In the United States, some are tempted to impatience or unseemly panic. Instead, we should keep calm, exercise patience, look to our roots, and endure. One ideological root for America is Greece. One great theological root for the Church is Greece.
We learn from Greece, God-blessed Hellas, that the Faithful people endure.
We are not afraid.
Things have been much worse for the Faithful in the past and are much worse for those facing the atheistic regime in China. We can thank God that the Faithful in the Deep South are no longer governed by Jim Crow laws as once they were. Each era brings progress and peril: the decadence is real, but so is the progress. The drinking fountains of Houston are no longer segregated, even if there is growing moral confusion about what to do with bathrooms.
The bicentennial of the rebirth of Greece in 1821 should remind us that enduring is the greatest victory over tyrants. History is apt to rush from the fall of Constantinople (1453) to the War of Independence and ignore a history of resistance almost twice as long as American existence.
These are people who when they had to do so took to the mountains. There they lived and fought back as they could: robbing from the tyrants so the poor could survive. Great saints built monasteries on great pillars of stone, nearly inaccessible to the foe. Local priests kept classical, Christian education going for hundreds of years with little or no external support. The Faithful endured.
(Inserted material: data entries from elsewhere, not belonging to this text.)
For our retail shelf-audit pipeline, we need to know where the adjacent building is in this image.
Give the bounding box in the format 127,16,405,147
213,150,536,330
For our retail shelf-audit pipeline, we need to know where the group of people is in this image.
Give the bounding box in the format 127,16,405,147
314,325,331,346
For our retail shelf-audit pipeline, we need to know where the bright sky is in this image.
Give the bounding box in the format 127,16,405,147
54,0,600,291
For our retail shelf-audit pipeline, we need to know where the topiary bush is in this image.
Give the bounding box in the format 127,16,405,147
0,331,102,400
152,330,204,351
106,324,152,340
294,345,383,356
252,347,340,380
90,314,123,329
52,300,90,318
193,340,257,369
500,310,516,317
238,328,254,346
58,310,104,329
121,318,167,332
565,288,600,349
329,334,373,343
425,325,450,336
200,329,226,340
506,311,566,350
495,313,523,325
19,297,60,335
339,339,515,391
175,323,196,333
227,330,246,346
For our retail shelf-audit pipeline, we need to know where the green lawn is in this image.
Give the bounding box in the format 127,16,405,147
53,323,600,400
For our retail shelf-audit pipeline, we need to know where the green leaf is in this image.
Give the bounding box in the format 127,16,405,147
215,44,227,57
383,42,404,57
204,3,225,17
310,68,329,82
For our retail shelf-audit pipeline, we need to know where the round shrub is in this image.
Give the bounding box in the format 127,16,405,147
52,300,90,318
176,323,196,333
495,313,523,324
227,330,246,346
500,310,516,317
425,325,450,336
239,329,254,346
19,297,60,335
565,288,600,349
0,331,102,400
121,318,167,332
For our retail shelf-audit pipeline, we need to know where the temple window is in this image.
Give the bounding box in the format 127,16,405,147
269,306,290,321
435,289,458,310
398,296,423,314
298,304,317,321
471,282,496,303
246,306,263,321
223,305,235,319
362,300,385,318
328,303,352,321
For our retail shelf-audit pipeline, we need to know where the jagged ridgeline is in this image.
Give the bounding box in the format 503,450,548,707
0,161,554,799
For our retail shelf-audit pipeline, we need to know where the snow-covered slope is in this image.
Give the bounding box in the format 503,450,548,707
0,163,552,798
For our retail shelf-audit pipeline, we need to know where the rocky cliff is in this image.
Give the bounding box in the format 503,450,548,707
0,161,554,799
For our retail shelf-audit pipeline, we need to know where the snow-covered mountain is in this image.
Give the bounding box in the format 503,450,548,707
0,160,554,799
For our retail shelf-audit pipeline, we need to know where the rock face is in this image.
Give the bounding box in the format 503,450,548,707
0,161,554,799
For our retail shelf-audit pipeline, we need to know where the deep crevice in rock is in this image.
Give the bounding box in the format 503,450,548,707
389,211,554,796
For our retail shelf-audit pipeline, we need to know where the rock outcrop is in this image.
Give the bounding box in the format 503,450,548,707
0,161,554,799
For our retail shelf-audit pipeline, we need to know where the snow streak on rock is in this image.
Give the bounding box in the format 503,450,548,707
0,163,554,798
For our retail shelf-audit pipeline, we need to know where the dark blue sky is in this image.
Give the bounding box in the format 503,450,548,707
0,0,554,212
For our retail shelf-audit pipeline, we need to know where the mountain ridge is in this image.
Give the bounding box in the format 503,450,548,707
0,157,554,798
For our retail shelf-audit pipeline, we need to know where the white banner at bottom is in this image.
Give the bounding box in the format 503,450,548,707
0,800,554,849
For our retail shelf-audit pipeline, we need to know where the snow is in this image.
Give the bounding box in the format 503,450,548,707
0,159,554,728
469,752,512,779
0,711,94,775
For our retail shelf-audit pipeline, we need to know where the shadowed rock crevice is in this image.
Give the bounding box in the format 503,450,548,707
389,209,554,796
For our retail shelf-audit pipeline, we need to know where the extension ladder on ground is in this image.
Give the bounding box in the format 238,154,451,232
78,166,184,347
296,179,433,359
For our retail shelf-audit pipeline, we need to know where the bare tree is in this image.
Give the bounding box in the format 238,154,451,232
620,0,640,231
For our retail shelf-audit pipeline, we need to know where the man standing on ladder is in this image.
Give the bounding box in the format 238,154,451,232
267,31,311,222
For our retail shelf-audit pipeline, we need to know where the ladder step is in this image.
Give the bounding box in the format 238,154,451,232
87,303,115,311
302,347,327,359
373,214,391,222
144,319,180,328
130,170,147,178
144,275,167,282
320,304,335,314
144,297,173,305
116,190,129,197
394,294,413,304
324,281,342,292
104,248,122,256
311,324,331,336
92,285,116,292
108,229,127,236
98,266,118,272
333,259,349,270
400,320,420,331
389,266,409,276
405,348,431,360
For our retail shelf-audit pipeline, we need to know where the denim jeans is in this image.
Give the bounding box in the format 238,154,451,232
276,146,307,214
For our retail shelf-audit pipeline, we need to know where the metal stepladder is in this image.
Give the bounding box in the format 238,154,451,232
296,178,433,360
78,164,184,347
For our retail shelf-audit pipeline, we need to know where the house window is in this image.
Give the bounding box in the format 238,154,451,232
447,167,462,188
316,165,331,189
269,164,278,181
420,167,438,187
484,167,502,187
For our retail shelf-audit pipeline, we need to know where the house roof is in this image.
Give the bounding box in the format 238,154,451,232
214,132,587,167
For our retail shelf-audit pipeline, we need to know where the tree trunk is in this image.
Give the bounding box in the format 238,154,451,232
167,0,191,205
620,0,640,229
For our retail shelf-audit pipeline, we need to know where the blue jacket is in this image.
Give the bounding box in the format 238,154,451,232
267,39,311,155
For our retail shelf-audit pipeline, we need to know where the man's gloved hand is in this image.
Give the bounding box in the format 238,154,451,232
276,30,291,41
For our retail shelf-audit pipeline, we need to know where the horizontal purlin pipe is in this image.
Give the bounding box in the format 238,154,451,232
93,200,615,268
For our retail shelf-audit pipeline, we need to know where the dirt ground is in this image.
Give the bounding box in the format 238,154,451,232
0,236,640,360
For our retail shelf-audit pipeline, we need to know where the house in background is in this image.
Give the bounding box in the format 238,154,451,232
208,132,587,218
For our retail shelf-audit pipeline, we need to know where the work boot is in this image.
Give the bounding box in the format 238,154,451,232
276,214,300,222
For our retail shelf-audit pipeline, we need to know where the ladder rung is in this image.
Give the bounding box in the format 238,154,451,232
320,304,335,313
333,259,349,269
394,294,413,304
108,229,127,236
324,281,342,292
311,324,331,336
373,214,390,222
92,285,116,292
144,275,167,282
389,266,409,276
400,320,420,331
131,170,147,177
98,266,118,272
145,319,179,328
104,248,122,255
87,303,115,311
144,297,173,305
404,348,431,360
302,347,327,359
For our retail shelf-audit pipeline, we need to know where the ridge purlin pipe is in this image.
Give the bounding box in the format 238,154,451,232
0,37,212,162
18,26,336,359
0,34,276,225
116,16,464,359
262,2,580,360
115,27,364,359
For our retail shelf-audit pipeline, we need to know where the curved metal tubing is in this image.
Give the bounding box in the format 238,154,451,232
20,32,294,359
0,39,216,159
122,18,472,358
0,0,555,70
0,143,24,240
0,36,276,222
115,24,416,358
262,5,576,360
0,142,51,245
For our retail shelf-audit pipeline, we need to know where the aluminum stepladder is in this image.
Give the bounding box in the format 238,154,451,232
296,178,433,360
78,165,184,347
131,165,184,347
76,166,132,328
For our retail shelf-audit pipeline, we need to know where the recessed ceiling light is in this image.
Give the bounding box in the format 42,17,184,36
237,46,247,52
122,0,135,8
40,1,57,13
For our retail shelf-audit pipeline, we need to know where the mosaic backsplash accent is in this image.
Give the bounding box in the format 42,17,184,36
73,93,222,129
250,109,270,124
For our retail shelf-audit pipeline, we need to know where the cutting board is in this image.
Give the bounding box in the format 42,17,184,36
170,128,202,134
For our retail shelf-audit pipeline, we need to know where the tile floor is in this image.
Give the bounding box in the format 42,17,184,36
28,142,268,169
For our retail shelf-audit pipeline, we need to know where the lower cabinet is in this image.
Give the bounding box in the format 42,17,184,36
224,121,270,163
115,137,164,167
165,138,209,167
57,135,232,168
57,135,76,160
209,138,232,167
There is a Greek Republic, because the Faithful endured. Bishops died, patriarchs were murdered, Greek children were snatched from their homes to serve as slaves to the tyrants, but the Greeks never stopped believing in final victory. They did not all convert to the state religion, despite the convenience and great gain from doing so. They did not loose language, education, or culture. Often the humble parish priest, far removed from politics, kept the ethnic hope alive. The nation that had gladly planted other nations, given them written languages and liturgies in their own tongues, refused to cease to speak the language of democracy, biology, philosophy, and theology. The Greeks endured due to love of God and country.
These loves have to stay in proper order and the culture of Hellas understood this order. The Church had helped create a commonwealth of many people groups. Dostoevsky could write masterworks in Russian, Tchaikovsky compose liturgically, because the Greeks made it so when the Russians looked to Hellas for culture. When they fled to the West in the long captivity, they continued the work of the Eastern Roman Empire (Byzantium) and gave the texts and languages of the New Testament and the classical philosophers to whosoever would learn. Hellenic education was the school for the much of the world: Athens, Antioch, Alexandria, Aksum . . .
The next time you hear patriotism demeaned or an enduring love for the best of a people mocked, then ask if this is not the language of the tyrannical functionary. Could the Orthodox in Greece have endured with such an attitude? What of the present faithful in embattled Syria? The man who loves his own people appropriately can never accept universal, political, tyranny. He will reserve in his heart some small place for the folks at home, for the history taught to him in his mother’s tongue. He will love God and his country under God.
Our College and School irritated Facebook by celebrating the bicentennial of Greek independence. Since the multinational Ottoman Empire no longer exists, we are confident the present Sultan did not complain and keep cause our advertisement from being placed. We are not moved, we are taught to endure. This is nothing, less than nothing, compared to the real suffering in bleeding Lebanon and Syria. Instead, as any philhellene would do, we look to our own motherland, this Republic, and pray that God shed His grace on her.
We will endure in our love for the gifts of Greece, Palestine, Syria, Aksum, Mother Russia, and lands too numerous to name. This bicentennial all Christians are philhellene.